We searched four major electronic databases from inception to November 2024 to identify observational cohort studies examining sex-specific associations between MASLD and the risk of fatal and/or non-fatal CVD events. The diagnosis of MASLD and its severity were assessed using serum biomarkers/scores, International Classification of Diseases codes, imaging or histology.
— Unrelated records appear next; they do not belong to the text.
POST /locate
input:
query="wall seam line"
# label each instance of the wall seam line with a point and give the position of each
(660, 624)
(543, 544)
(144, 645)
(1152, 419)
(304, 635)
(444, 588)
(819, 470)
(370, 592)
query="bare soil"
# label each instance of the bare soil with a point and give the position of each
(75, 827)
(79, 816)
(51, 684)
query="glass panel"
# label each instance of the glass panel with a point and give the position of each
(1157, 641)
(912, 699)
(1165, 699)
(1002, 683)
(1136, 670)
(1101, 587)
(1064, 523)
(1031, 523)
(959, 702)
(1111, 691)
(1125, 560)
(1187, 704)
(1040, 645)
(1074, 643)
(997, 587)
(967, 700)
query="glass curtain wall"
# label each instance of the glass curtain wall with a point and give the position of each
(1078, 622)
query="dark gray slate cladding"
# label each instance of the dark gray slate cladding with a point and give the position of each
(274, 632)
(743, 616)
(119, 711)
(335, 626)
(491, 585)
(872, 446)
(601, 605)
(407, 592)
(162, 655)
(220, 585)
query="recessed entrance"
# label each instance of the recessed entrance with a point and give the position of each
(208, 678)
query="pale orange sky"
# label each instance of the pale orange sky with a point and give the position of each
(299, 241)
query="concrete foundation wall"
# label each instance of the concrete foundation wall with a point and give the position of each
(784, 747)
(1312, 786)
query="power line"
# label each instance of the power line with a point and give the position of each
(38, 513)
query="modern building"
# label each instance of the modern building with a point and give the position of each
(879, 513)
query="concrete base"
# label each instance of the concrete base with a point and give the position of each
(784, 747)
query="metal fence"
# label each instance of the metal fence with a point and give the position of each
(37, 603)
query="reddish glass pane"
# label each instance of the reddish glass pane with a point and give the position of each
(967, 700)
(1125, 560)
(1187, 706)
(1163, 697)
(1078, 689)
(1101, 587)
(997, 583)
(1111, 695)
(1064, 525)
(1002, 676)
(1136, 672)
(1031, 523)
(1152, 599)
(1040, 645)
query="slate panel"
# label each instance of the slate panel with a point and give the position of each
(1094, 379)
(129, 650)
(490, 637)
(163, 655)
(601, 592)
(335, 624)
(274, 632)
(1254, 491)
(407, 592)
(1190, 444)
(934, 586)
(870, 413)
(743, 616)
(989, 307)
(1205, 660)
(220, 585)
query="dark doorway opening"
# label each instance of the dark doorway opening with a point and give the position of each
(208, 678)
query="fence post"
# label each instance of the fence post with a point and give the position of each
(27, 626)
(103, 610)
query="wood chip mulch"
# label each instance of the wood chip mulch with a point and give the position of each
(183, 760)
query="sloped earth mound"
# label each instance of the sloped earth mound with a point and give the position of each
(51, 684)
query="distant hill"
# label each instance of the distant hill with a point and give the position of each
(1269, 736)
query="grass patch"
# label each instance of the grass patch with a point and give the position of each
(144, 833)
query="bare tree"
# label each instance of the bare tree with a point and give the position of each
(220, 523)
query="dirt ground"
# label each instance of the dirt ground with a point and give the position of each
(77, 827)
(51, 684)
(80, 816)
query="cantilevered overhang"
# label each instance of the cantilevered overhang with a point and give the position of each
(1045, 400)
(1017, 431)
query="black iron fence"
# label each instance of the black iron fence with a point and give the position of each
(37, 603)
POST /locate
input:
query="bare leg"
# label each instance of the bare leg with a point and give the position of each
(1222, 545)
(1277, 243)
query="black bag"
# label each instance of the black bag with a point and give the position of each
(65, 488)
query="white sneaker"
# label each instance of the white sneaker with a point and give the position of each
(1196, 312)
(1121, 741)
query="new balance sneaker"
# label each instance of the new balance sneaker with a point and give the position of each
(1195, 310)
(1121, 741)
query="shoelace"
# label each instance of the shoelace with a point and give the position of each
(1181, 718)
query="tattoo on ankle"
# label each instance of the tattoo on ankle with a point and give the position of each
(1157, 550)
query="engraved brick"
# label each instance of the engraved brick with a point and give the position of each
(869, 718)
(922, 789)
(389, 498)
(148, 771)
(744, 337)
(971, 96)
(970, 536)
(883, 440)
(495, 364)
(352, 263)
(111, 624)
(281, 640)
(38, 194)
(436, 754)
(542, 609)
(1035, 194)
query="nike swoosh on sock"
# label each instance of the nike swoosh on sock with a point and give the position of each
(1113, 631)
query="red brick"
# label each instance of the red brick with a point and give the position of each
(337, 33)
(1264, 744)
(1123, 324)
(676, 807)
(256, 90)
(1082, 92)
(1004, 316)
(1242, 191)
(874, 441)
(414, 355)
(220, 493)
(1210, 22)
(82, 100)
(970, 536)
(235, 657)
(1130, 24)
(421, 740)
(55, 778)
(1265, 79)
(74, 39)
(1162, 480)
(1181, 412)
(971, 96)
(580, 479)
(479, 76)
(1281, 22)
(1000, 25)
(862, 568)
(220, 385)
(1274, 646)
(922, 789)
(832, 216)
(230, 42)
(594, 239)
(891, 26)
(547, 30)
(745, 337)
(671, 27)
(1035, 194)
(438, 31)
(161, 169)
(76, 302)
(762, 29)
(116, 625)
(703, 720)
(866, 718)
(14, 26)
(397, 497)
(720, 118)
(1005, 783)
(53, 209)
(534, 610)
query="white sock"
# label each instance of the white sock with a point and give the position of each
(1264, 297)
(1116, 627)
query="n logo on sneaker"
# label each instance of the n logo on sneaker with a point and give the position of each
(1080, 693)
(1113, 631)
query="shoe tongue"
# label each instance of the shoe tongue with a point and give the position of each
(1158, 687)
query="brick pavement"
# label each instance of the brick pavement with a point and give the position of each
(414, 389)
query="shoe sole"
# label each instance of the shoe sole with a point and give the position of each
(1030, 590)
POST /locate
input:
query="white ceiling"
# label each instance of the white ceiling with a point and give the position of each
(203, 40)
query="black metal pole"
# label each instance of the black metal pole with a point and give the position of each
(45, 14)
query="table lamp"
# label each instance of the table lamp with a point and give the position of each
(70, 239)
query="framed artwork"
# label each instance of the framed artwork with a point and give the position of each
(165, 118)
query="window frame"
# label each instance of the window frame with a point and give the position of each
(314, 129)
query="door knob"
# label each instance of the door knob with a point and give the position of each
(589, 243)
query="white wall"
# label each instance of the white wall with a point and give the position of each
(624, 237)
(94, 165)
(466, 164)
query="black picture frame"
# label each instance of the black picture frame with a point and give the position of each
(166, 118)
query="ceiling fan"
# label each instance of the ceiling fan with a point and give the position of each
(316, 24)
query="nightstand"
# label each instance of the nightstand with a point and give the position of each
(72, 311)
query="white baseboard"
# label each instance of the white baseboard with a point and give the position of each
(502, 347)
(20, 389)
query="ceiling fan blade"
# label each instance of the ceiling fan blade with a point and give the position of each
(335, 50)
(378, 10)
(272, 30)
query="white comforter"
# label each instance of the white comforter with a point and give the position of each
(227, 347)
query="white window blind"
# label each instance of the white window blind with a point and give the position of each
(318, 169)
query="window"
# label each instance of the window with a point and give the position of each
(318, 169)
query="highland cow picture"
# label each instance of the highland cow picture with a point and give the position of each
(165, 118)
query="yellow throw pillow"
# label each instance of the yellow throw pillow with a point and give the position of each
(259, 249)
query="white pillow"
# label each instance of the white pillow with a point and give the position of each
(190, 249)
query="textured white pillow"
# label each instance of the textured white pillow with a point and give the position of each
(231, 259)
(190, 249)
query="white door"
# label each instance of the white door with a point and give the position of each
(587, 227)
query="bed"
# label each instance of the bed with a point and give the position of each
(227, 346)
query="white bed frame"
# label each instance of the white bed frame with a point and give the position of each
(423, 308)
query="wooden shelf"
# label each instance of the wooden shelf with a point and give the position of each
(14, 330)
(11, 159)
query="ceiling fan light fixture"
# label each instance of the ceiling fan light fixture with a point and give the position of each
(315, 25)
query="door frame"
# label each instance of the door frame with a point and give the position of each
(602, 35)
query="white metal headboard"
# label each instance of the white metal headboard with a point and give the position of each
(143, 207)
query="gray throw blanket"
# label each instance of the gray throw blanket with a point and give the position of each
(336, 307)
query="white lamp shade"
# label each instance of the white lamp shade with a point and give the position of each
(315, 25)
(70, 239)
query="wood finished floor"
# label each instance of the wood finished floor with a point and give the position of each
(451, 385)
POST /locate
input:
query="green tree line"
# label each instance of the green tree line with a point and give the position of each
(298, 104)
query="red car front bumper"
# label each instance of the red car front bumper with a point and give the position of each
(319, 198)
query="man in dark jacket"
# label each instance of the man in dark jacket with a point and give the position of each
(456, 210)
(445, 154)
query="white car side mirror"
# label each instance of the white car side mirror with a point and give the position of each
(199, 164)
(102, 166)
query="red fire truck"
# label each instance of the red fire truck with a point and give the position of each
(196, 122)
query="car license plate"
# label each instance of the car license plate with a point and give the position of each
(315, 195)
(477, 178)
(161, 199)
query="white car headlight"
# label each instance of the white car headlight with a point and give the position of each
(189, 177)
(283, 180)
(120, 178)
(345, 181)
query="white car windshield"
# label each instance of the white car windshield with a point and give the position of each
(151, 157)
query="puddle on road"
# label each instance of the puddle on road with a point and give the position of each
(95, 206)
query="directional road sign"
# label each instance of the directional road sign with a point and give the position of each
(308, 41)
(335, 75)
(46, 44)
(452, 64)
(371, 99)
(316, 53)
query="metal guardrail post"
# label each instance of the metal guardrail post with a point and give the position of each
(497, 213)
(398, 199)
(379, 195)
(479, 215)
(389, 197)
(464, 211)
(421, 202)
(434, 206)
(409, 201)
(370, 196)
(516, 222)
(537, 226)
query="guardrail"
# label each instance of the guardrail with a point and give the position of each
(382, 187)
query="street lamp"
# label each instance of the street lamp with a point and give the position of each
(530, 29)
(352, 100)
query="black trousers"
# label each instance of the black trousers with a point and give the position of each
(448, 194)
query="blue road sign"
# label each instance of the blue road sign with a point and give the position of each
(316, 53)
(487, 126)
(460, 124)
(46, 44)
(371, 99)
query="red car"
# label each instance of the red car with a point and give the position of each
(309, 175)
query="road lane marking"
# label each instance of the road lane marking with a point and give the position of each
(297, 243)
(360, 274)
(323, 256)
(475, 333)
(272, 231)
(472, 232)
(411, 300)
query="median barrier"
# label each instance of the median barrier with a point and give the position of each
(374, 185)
Thirty-six cohort studies with aggregate data on 18.5 million individuals were included (25% with MASLD; 48% women; mean age of 50.2 years). During a median follow-up of 6.9 years (IQR 5.0-12.3), approximately 515 000 fatal and/or non-fatal CVD events occurred (42% in women). MASLD was associated with a higher risk of fatal or non-fatal CVD events in women (pooled hazard ratio [HR] 1.59, 95% confidence interval [CI] 1.44-1.75; I = 96.10%) than in men (pooled HR 1.37, 95% CI 1.27-1.48; I = 96.26%) (p-value for sex difference = 0.018). The severity of MASLD (variably assessed) further increased the magnitude of this risk, especially in women (pooled HR 2.40, 95% CI 1.73-3.32; I = 57.29%). Sensitivity analyses did not modify these findings. The funnel plot and Egger's test showed no significant publication bias.
Women with MASLD are at higher risk of incident fatal and non-fatal CVD events compared with men, especially as the severity of MASLD increases. These findings emphasize the necessity for sex-specific CVD risk assessment and management strategies.
由于性别是心血管疾病(CVD)和代谢功能障碍相关脂肪性肝病(MASLD)的一个重要调节因素,我们进行了一项荟萃分析,以估计患有MASLD的成年人发生致命和非致命CVD事件的性别特异性风险。
我们检索了四个主要电子数据库,从建库至2024年11月,以识别观察性队列研究,这些研究考察了MASLD与致命和/或非致命CVD事件风险之间的性别特异性关联。使用血清生物标志物/评分、国际疾病分类代码、影像学或组织学评估MASLD的诊断及其严重程度。
纳入了36项队列研究,汇总数据涉及约1850万人(约25%患有MASLD;48%为女性;平均年龄50.2岁)。在中位随访6.9年(四分位间距5.0 - 12.3年)期间,发生了约515000例致命和/或非致命CVD事件(42%发生在女性中)。与男性相比,MASLD在女性中与更高的致命或非致命CVD事件风险相关(合并风险比[HR] 1.59,95%置信区间[CI] 1.44 - 1.75;I² = 96.10%),而在男性中合并HR为1.37,95% CI 1.27 - 1.48;I² = 96.26%)(性别差异的p值 = 0.018)。MASLD的严重程度(评估方式各异)进一步增加了这种风险的幅度,尤其是在女性中(合并HR 2.40,95% CI 1.73 - 3.32;I² = 57.29%)。敏感性分析未改变这些结果。漏斗图和Egger检验显示无显著发表偏倚。
与男性相比,患有MASLD的女性发生致命和非致命CVD事件的风险更高,尤其是随着MASLD严重程度的增加。这些发现强调了进行性别特异性CVD风险评估和管理策略的必要性。